Presented in reverse chronology, this history stretches from the present back to the Fellowship's 1970 founding, and beyond.
(See "Blog Archive" in the sidebar below.) It draws from many sources, including The Fellowship of Friends - Living Presence Discussion, the Internet Archive, the former Fellowship of Friends wiki project, cult education and awareness sites, news archives, and from the editor's own 13-year experience in the Fellowship.

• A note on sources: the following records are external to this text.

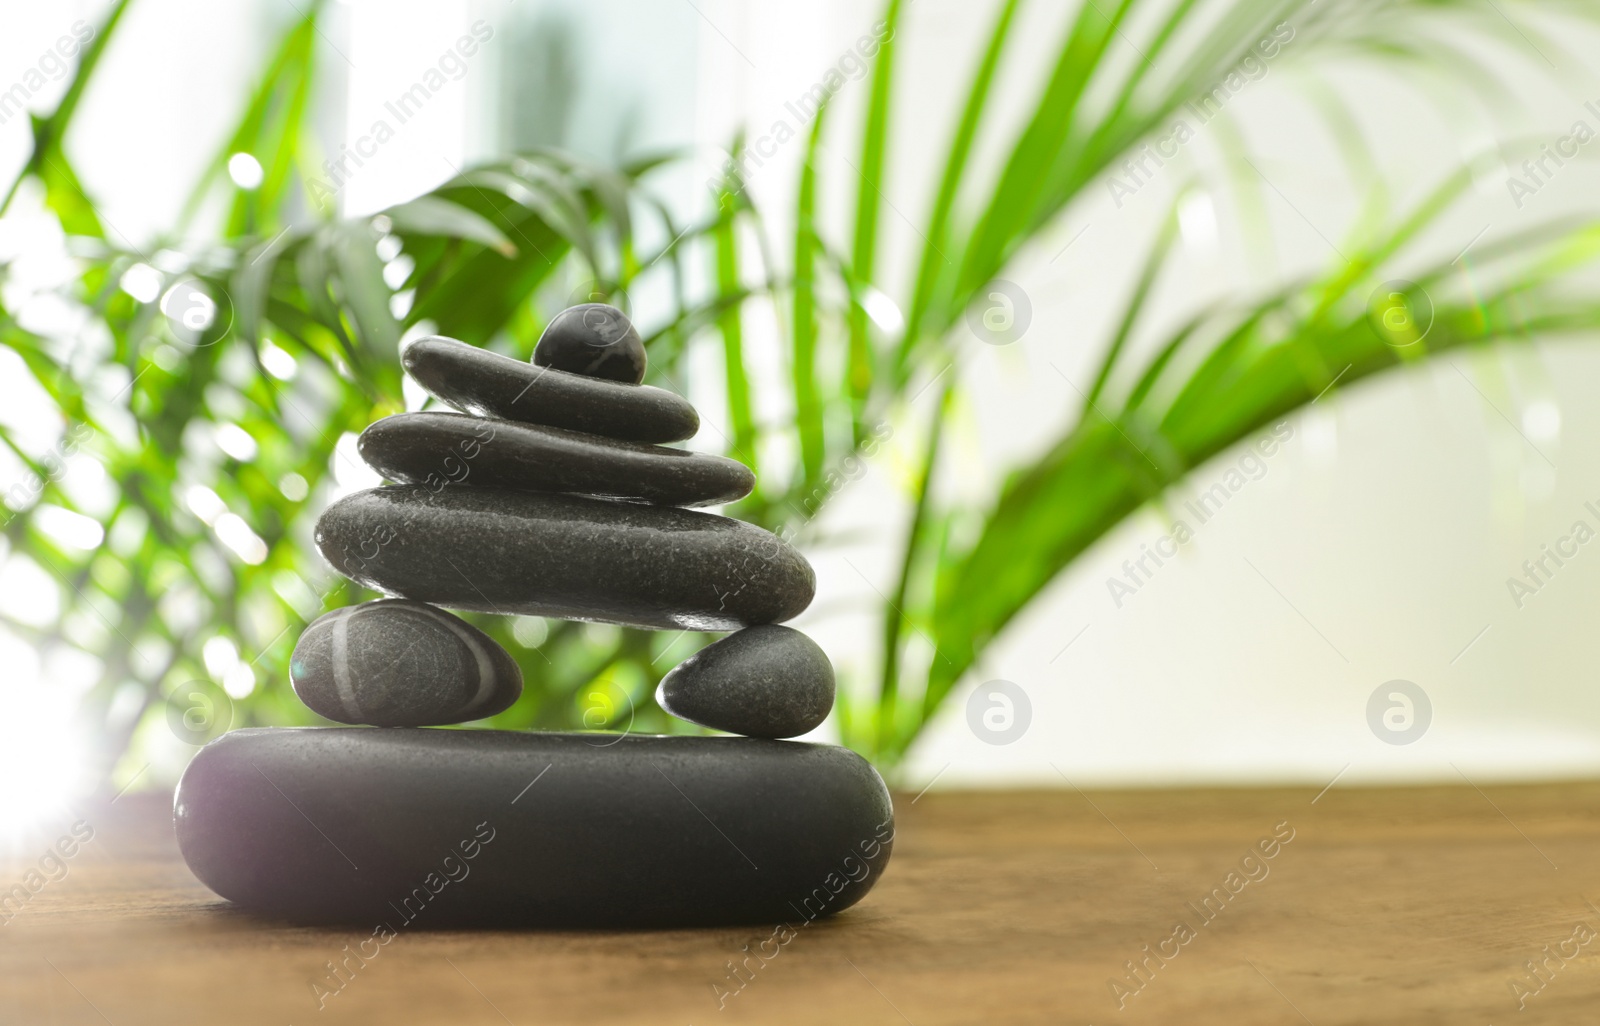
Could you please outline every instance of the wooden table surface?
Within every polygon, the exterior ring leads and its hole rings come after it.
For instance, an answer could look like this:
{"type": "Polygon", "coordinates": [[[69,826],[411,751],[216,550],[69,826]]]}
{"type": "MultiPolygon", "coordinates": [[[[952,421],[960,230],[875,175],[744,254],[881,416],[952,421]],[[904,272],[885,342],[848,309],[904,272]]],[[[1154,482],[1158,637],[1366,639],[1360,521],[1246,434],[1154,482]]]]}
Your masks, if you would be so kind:
{"type": "MultiPolygon", "coordinates": [[[[1600,783],[897,804],[877,889],[742,985],[730,960],[770,930],[419,929],[319,1010],[326,963],[366,931],[231,909],[179,859],[166,802],[130,795],[85,811],[94,839],[0,926],[0,1022],[1600,1021],[1600,783]]],[[[5,861],[0,889],[41,854],[5,861]]]]}

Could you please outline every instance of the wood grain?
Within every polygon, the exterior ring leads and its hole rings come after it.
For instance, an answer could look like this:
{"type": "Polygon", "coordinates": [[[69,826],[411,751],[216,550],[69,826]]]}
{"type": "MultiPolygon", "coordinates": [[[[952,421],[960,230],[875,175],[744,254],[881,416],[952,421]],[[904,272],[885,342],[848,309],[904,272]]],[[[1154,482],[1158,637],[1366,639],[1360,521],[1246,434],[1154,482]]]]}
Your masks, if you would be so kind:
{"type": "MultiPolygon", "coordinates": [[[[84,810],[94,839],[0,926],[0,1022],[1594,1021],[1600,944],[1572,938],[1600,936],[1600,784],[1316,797],[905,796],[877,890],[769,943],[742,987],[728,965],[770,930],[414,929],[319,1010],[313,985],[332,989],[326,963],[364,931],[232,910],[178,858],[165,801],[132,795],[84,810]],[[1275,828],[1292,840],[1241,868],[1275,828]],[[1208,920],[1201,899],[1217,889],[1208,920]],[[1168,942],[1173,957],[1130,976],[1141,945],[1159,951],[1179,924],[1192,936],[1168,942]],[[1554,954],[1562,942],[1575,957],[1554,954]],[[1542,982],[1526,963],[1547,945],[1542,982]],[[1131,992],[1125,1007],[1108,981],[1131,992]],[[731,994],[721,1009],[715,988],[731,994]]],[[[43,843],[4,861],[0,889],[37,868],[43,843]]]]}

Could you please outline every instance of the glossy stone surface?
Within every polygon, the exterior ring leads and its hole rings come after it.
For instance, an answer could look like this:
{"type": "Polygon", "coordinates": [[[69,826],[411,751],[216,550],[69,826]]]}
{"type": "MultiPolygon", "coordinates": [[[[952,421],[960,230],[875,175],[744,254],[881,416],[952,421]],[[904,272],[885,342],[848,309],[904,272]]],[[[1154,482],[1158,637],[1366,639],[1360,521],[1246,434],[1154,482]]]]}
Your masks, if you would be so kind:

The portrait that emerges stands in stark contrast to sanitized versions presented on the Fellowship's array of
alluring websites, and on derivative sites created by Burton's now-estranged
disciple, Asaf Braverman.

Friday, September 30, 1977

Master Bookbinder Max Adjarian moves to Renaissance

Photo of Max Adjarian, 23-yr old French bookbinder
for Cornell University, 1953

[ed. - Max Adjarian moved his bindery to Renaissance and trained members in his trade. See also this touching remembrance by his daughter, M. M. Adjarian: "What Abides."]

From the Lodi News-Sentinel December 23, 1953:
Cornell Bookbinder Got Start In War

The banning of Boy Scout meetings in occupied France during World War II started a young Parisian on a hobby that led him to the Cornell University library as a bookbinder.

When the meetings were banned in France in 1942, Max Adjarian and two other scouts decided to teach themselves how to bind books. Two years later, Adjarian packed a ton of equipment and set out for America. He visited Ithaca residents, liked the city and the Cornell campus. He applied for work and was quickly accepted.

Victor Emanuel of New York, Cornell alumnus and trustee who donated Cornell's Wordsworth collection, helps to sponsor Adjarian's work of restoring rare volumes from that collection and others in the library.